Что ее там ожидало? Кровь? Трупы? Слезоточивые газы? Ничего этого там не было. Лидия даже почувствовала разочарование. Все тот же грязный переулок, те же помятые мусорные баки и ржавые пожарные лестницы, те же потрескавшиеся телефонные столбы, те же разбросанные по земле обрывки грязной бумаги. Непривычными были только фигуры двух полицейских, по одной в каждом конце переулка, которые размахивали дубинками для устрашения любопытных.
Не поворачивая головы, Лидия скосила глаза на слонявшихся у здания тюрьмы полицейских, чтобы проверить, не привлекла ли она чье-нибудь внимание. Так и есть. В дверях конторы появилась тщедушная фигура Ли Эстабрука. Она узнала его по длинному холеному лицу.
Лидия тотчас перешла на другую сторону и направилась к аптекарю-испанцу, стоявшему в дверях своего заведения. Сердце болезненно сжалось у нее в груди.
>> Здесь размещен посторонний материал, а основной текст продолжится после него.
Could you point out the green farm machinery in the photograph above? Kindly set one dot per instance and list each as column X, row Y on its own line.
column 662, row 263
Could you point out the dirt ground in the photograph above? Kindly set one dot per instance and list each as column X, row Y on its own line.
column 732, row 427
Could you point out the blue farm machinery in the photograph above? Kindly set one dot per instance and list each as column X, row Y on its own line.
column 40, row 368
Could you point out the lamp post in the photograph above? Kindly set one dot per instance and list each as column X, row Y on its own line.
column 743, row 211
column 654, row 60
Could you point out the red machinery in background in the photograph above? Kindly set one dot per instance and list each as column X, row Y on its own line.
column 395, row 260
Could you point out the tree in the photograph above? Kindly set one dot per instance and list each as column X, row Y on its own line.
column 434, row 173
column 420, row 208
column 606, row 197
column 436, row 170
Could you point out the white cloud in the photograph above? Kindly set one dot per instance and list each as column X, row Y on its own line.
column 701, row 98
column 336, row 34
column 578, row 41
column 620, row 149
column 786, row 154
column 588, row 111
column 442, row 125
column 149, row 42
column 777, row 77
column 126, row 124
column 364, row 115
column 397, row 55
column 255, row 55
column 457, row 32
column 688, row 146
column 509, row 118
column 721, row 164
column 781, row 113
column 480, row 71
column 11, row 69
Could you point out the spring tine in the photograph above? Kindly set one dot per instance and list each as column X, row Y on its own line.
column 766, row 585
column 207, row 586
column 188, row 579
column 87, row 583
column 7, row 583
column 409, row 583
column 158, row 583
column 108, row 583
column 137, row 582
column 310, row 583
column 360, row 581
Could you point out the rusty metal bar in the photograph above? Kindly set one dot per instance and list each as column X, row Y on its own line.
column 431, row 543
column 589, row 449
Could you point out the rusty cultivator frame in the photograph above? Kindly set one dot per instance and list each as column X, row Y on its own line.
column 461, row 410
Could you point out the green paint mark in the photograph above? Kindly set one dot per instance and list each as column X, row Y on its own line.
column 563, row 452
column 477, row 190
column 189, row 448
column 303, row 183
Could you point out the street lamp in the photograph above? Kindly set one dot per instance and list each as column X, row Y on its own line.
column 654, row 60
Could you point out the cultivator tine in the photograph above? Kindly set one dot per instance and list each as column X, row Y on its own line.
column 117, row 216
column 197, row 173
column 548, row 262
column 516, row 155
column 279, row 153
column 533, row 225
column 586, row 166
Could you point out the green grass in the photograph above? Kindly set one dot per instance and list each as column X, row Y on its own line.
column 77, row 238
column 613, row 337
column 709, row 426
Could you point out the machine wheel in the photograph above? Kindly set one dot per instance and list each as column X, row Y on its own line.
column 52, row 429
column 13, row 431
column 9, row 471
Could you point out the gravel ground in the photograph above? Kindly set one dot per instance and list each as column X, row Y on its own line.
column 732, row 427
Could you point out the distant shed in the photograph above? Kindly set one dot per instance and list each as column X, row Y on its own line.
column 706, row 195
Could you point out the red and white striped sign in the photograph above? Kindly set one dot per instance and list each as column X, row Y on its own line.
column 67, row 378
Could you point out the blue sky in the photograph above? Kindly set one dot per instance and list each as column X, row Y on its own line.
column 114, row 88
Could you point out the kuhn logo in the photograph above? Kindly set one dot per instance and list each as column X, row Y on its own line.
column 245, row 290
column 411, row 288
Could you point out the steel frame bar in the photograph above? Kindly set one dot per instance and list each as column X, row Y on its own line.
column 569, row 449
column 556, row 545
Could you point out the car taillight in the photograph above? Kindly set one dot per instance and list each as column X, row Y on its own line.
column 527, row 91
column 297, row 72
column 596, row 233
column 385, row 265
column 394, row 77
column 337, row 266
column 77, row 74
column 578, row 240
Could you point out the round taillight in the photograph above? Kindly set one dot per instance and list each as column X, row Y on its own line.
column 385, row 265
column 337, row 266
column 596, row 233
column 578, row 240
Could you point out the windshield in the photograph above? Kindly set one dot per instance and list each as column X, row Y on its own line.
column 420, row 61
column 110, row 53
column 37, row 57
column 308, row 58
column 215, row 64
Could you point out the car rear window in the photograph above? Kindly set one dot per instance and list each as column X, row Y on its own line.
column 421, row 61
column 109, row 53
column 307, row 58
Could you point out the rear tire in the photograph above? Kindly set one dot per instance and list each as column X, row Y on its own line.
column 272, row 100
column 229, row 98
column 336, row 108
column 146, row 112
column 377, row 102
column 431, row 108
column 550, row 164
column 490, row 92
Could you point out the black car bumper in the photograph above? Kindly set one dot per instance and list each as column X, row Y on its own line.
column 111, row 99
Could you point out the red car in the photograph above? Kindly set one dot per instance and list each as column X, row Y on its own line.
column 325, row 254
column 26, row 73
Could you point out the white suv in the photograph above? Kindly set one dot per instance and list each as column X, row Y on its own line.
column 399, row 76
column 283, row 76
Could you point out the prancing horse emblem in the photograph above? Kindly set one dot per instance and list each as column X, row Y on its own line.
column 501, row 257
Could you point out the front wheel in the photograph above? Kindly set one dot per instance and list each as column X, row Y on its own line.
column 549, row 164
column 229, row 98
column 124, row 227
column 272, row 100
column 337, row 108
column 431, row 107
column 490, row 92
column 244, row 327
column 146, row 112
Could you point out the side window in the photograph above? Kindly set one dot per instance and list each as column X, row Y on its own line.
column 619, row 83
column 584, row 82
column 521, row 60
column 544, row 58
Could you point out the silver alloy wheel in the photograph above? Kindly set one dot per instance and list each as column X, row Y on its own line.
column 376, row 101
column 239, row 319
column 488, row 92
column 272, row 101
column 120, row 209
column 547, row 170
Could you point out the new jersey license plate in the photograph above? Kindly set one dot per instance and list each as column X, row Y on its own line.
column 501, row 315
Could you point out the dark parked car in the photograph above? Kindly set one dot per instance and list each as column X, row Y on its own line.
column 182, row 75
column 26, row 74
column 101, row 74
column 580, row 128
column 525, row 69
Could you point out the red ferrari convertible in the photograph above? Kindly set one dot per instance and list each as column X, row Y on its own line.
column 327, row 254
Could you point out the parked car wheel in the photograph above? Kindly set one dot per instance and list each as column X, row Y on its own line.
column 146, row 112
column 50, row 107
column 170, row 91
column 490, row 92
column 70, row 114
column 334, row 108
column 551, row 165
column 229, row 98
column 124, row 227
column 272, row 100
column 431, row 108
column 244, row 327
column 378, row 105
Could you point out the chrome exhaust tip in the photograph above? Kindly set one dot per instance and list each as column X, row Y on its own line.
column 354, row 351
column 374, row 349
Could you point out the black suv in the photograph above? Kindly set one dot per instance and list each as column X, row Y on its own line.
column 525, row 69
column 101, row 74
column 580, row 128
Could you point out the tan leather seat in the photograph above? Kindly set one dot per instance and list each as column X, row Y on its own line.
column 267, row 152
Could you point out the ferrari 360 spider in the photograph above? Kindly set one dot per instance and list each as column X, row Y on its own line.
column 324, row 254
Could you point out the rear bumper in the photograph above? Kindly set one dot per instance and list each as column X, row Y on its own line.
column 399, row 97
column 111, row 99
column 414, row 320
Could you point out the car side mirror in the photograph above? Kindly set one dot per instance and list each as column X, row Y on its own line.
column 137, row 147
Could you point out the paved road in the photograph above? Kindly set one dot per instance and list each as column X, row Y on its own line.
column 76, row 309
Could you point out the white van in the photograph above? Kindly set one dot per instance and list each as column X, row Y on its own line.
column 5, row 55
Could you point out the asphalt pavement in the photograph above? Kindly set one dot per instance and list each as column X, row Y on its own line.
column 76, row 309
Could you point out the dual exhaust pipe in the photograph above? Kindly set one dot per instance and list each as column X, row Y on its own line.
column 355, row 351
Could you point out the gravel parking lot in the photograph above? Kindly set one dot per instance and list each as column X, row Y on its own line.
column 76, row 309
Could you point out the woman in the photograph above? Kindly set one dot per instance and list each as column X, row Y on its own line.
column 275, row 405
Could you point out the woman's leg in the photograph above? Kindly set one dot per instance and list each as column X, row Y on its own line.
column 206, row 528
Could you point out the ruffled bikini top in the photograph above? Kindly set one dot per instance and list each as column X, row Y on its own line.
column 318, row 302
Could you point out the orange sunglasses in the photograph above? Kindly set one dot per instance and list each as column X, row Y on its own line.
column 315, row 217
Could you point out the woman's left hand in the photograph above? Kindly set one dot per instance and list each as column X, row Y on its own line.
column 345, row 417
Ли Эстабрук оставил в ее душе кровоточащий след, подобный ране. Он, видимо, так и не смог побороть в себе безрассудную страсть, которую питал к ней еще в школьные годы. По его словам, если бы Лидия его не отвергла, он не стал бы тем, кем был сейчас. Он говорил, что мужчина не собьется с пути истинного, если рядом с ним будет женщина, которая ему подходит. И слово «женщина» в его устах звучало так, будто речь шла о чем-то таком, без чего нельзя обойтись, хотя это и не совсем прилично. Он убедил себя в том, что его «любовь» (это слово он тоже осквернял) — все, что у него осталось, и она, Лидия, никогда не сможет вытравить это чувство, как бы плохо к нему ни относилась. С тех пор как умерла его мать, Лидия стала единственной «женщиной», которую он уважает (при этом Лидия содрогалась всем телом), а она отказалась от него, отказалась ради той жизни, которую сейчас ведет.